GRESIK, BANGSAONLINE.com - Tata kelola bangunan cagar budaya di Kabupaten Gresik dinilai oleh DPRD setempat belum maksimal. Sebab, bangunan bernilai sejarah yang seharusnya bisa memberikan nilai tambah terhadap daerah, kurang terdengar moncer di daerah lain.
Hal tersebut diungkapkan anggota Fraksi Gerindra DPRD Gresik, Nasihan. Ia menyatakan bahwa sejatinya sejak tahun 2011 Pemkab Gresik memiliki peraturan daerah (Perda) Nomor 27 tahun 2011 tentang pelestarian bangunan dan/atau lingkungan cagar budaya.
Baca Juga: Anggaran Kebudayaan di Disparekrafbudpora Gresik Rp75 Juta, DPRD Beri Kritikan Pedas
"Namun faktanya, perda tersebut masih menunjukkan adanya kekosongan subtansi pengaturan dalam norma-norma hukum perda. Jadi, sejauh ini masih belum ada pengaturan beberapa aspek dalam perda dimaksud," katanya.
Padahal, kata Nasihan, pemerintah di sejumlah daerah berlomba-lomba memanfaatkan aset yang dimiliki. Selain untuk menyuguhkan kazanah daerah, juga sebagai pendulang Pendapatan Asli Daerah (PAD).
Menurut Nasihan, hal itu disebabkan beberapa faktor. Di antaranya, masih perlunya penyelarasan terminologi yang digunakan dalam Perda Nomor 27 tahun 2011 dengan terminologi dalam Undang-undang Nomor 11 tahun 2010.
Baca Juga: Ketua Gerindra Gresik Disambati Perbaikan Bangunan di Makan Sunan Giri
Di Gresik sendiri banyak bertebaran banguan jagar budaya. Seperti yang berada di kawasan Gajah Mungkur Kelurahan Kebungson Kecamatan Gresik. "Hampir setiap hari ada wisatawan ke Gajah Mungkur. Tapi mereka parkirnya di sepanjang Jalan Basuki Rahmat, karena di sekitar wisata heritage tersebut tak ada areal parkir yang representatif," ujar Jhohan, warga setempat.
Sejumlah masyarakat juga mempertanyakan keseriusan Disbudpar dalam mengelola bangunan bersejarah yang akan dimasukkan situs cagar budaya. Kepada BANGSAONLINE.com, salah satu warga jalan Raden Santri Kecamatan Gresik yang memiliki bangunan tua dan dicatat sebagai cagar budaya mengaku bingung. Sebab, hingga saat ini bangunannya tidak diberikan kepastian, akan dibeli oleh Pemkab atau hanya sekadar diberi biaya untuk pemeliharaan, atau bahkan hanya dicatat saja.

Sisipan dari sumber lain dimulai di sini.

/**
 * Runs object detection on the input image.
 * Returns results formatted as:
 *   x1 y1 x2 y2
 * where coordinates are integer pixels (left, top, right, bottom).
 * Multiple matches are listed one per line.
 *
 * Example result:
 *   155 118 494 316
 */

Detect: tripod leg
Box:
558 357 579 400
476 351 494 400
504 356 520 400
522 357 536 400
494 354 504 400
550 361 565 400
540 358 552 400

"Terus untuk apa cuma dicatat sebagai cagar budaya? Sedangkan, bangunan tidak dibeli. Kan kita selaku pemilik rugi dong, tidak bisa renov atau untuk dialihkan jadi bangunan bisnis," kata ia, Selasa (18/12/18).
Baca Juga: Bangunan Landmark Gajah Mungkur Dinilai Hilangkan Filosofi Cagar Budaya
Namun, keterangan sumber tersebut masih belum dapat dipertanggungjawabkan karena dibutuhkan keterangan dari pihak Pemkab Gresik. Sampai berita ini ditulis, BANGSAONLINE.com belum mendapatkan keterangan dari Pemkab melalui Disbudpar.
Adapun beberapa bangunan tua di Gresik yang kini sudah banyak berubah bentuk fisik dan alih fungsi adalah bangunan tua di sepanjang Jalan Raden Santri dan Jalan Hos Cokroaminoto Kecamatan Gresik.
Rata-rata bangunan sudah dibongkar sebagian, kemudian didesain dengan bangunan minimalis modern, maupun dijadikan sarana bisnis seperti konter handphone, laptop, dan lainnya.
Baca Juga: Dewan Tuding Pemkab Gresik Tak Serius Rehab GNI
Sedikitnya hingga 2018, sudah ada 18 bangunan tua yang tengah diteliti oleh tim ahli. Dari jumlah tersebut, 13 bangunan tua di antaranya berada di komplek kampoeng kemasan Gajah Mungkur, dan 5 bangunan tua di tempat lain. (hud/rev)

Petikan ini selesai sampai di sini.